In this study, we introduce a two-step framework for analyzing variable relationships. The initial step involves constructing a distance matrix that quantifies balanced distances among various variable types. This matrix utilizes a modified Gower distance, which is enhanced by incorporating distance adjustments and weights derived from mutual information-based feature importance (DAFI).

Following the creation of the distance matrix, the second step applies a clustering algorithm to identify patterns and groupings within the data. This methodological approach aims to improve the accuracy and relevance of clustering outcomes by leveraging the nuanced distance measurements provided by the DAFI-enhanced Gower distance.

Results

The results section presents findings from simulations and empirical studies on mixed type clustering methods, particularly focusing on the DAFI-Gower distance combined with Partitioning Around Medoids (PAM). In the simulation results, DAFI-Gower consistently outperformed other methods, especially in scenarios with a high proportion of irrelevant features, demonstrating its effectiveness in providing feature importance, which is crucial for the study’s objectives. While KAMILA showed comparable performance in certain simulations, it lacked the feature importance capability that DAFI-Gower offers. The analysis indicated that techniques tailored for mixed type data generally yielded better results than those designed for purely quantitative or categorical data.

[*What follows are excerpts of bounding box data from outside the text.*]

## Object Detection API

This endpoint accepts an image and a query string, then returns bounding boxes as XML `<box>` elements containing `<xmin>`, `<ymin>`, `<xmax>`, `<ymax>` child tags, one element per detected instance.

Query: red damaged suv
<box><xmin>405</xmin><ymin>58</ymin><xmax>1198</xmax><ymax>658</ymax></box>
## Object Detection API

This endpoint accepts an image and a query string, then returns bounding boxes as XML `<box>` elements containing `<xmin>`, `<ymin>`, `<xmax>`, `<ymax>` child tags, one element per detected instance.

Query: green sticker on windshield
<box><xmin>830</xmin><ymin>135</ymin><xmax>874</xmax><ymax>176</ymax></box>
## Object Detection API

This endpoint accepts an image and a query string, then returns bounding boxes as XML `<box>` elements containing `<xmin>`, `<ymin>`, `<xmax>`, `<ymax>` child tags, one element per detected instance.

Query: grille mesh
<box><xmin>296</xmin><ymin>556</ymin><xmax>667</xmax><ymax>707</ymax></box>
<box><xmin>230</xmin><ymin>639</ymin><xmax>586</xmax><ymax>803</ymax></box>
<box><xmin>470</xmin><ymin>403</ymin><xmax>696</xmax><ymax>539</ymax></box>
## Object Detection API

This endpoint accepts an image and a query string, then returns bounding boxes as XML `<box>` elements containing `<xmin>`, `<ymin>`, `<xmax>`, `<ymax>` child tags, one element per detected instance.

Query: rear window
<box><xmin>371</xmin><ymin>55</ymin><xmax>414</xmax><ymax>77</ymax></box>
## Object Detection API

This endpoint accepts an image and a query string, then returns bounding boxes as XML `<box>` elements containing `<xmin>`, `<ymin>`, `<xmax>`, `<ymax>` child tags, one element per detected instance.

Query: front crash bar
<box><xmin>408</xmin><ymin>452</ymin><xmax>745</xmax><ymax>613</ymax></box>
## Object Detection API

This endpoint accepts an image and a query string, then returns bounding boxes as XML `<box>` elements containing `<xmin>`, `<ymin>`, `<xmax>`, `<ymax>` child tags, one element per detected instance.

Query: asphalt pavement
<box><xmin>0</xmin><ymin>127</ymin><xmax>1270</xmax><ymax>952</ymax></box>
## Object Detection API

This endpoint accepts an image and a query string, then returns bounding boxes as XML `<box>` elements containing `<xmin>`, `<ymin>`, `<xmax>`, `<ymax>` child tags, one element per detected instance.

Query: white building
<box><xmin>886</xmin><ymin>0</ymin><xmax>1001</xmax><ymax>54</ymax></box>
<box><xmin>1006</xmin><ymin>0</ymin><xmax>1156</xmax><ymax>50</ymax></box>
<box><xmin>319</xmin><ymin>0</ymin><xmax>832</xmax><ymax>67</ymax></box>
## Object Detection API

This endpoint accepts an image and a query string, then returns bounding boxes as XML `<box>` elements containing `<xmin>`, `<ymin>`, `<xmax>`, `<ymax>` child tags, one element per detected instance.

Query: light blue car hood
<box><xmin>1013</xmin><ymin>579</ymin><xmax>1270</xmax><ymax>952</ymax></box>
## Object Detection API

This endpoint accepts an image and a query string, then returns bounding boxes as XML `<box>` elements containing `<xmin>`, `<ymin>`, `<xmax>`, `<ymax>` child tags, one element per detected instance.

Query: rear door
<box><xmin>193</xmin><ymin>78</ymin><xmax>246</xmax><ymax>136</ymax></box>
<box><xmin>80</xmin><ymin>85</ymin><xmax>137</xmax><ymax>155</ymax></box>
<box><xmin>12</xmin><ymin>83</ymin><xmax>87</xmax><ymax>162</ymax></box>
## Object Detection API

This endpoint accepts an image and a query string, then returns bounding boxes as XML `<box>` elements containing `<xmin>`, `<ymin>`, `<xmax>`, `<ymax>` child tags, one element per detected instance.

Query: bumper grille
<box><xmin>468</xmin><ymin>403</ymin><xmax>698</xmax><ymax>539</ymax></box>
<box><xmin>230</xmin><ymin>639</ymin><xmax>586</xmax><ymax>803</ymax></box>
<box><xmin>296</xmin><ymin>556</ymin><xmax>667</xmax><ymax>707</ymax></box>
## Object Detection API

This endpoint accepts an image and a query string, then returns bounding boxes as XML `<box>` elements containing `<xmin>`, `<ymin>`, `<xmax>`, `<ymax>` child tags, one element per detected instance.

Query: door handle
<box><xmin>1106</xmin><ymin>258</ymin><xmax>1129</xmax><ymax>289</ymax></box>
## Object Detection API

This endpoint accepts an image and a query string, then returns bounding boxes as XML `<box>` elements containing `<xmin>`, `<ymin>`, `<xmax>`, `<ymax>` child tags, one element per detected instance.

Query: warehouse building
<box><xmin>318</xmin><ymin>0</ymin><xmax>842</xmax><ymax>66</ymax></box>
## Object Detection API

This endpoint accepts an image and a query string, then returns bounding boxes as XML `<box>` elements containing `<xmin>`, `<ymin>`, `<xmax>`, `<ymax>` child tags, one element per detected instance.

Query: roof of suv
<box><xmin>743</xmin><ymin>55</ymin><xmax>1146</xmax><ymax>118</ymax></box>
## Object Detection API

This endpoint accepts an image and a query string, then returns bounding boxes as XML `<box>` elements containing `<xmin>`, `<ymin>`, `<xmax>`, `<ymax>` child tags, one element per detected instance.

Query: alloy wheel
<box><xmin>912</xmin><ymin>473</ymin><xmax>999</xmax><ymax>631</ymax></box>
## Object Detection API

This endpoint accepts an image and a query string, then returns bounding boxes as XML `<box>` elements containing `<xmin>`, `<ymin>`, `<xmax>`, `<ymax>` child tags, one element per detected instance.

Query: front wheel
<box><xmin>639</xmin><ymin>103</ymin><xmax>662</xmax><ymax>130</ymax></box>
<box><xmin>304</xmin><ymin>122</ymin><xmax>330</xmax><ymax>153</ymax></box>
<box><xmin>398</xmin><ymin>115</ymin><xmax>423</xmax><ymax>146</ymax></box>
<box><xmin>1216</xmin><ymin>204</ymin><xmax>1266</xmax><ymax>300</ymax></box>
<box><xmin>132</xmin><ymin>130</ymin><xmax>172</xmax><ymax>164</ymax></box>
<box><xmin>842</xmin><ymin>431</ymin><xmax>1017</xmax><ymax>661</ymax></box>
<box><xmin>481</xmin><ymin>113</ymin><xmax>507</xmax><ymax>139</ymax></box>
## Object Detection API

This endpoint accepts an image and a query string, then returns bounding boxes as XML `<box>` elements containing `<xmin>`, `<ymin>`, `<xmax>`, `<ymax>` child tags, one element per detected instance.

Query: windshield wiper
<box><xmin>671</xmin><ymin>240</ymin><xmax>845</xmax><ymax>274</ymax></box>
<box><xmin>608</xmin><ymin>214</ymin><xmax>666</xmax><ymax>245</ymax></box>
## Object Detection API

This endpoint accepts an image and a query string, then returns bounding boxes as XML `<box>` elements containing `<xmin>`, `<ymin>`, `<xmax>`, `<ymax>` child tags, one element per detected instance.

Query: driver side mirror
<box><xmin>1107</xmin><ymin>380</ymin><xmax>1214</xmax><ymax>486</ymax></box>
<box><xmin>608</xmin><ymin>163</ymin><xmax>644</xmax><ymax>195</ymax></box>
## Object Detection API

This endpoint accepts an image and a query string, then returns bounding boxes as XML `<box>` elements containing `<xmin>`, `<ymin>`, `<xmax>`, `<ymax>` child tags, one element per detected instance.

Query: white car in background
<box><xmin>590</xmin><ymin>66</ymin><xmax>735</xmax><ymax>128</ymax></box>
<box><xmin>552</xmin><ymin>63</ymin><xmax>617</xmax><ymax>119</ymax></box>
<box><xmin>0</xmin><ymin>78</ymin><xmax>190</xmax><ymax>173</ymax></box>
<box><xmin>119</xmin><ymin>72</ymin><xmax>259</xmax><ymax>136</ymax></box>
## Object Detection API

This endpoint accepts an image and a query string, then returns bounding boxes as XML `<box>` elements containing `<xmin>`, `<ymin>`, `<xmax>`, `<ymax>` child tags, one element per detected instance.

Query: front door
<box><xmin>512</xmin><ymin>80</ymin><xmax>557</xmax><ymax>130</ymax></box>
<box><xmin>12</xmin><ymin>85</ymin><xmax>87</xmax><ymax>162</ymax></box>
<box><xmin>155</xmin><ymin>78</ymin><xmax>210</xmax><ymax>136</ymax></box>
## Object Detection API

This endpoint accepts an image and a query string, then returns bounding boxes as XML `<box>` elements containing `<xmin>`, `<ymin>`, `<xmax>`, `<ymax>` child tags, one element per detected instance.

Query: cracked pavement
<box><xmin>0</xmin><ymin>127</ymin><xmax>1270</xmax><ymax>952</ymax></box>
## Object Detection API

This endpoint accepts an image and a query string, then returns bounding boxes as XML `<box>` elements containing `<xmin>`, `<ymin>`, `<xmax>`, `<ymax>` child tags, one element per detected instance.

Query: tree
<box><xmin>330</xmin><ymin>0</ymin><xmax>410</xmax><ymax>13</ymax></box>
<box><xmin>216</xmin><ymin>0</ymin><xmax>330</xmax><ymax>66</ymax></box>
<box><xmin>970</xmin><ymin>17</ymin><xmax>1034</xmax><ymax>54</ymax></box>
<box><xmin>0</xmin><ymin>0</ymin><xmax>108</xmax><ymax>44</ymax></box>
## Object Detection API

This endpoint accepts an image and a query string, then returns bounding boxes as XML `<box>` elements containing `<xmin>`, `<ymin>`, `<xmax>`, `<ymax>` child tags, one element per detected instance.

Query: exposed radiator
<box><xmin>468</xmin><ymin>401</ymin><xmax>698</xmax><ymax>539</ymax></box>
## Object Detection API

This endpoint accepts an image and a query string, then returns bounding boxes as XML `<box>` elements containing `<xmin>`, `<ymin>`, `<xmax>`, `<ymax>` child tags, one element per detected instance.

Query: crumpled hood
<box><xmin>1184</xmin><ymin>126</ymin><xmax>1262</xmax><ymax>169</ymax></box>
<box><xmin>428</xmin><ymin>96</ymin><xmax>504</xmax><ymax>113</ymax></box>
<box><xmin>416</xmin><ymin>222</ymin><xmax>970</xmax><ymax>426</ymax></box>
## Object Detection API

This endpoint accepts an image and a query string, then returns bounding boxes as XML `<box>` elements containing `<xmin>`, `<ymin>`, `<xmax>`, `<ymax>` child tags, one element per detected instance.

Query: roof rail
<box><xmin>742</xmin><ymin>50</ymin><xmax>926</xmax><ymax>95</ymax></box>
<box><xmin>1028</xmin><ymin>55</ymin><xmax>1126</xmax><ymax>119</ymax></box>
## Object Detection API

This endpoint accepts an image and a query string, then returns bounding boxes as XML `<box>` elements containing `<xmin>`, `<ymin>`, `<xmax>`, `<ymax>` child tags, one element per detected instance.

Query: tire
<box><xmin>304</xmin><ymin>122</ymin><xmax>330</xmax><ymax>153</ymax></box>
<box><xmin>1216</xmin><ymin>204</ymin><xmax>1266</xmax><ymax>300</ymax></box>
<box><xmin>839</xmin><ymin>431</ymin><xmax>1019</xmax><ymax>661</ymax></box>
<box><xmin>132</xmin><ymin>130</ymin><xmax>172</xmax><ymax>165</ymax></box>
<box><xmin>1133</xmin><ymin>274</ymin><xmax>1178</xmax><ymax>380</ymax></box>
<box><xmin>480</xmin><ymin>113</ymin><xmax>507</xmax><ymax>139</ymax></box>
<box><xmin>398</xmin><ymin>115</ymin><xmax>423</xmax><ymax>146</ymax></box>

In the empirical study, the DAFI-Gower distance and PAM approach achieved the highest Silhouette score (0.79), indicating superior cluster cohesion and separation compared to baseline methods. Four distinct clusters were identified, with Cluster 1 representing the healthiest demographic, characterized by a younger mean age and low prevalence of cardiovascular diseases (CVDs). In contrast, Cluster 3 was the least healthy, older, and had the highest proportion of individuals with CVDs. The findings highlight the importance of distance adjustments and feature importance weights in enhancing clustering performance, with specific CVD-related features significantly contributing to the cluster characteristics. Overall, the study underscores the advantages of the proposed DAFI-Gower method in mixed type clustering applications.

Discussion

In this section, the authors present the DAFI-Gower algorithm, a novel approach for clustering mixed-type data that addresses the limitations of traditional Gower distance metrics. The Gower distance is commonly used to measure dissimilarity in datasets with both continuous and categorical features, but it often leads to an imbalance where categorical variables disproportionately influence the distance calculations. To rectify this, the authors propose a modified Gower distance that incorporates adjustments for feature importance, allowing for a more equitable contribution from both continuous and categorical variables. This is achieved by converting categorical variables into dummy variables and applying scaling factors based on the inter-quartile range (IQR) for continuous features.

The DAFI-Gower algorithm enhances clustering interpretability by integrating feature importance weights derived from normalized mutual information (NMI), which quantifies the shared information between features. The authors demonstrate the effectiveness of their method through simulation studies and real-world applications, particularly in analyzing the association between periodontal disease (PD) severity and cardiovascular diseases (CVDs). Results indicate that the DAFI-Gower algorithm not only improves clustering outcomes but also provides clearer insights into health risks by adjusting for cluster membership rather than individual characteristics. Despite its longer computational time compared to other methods, the DAFI-Gower algorithm is deemed suitable for clinical applications, offering a robust tool for analyzing complex datasets.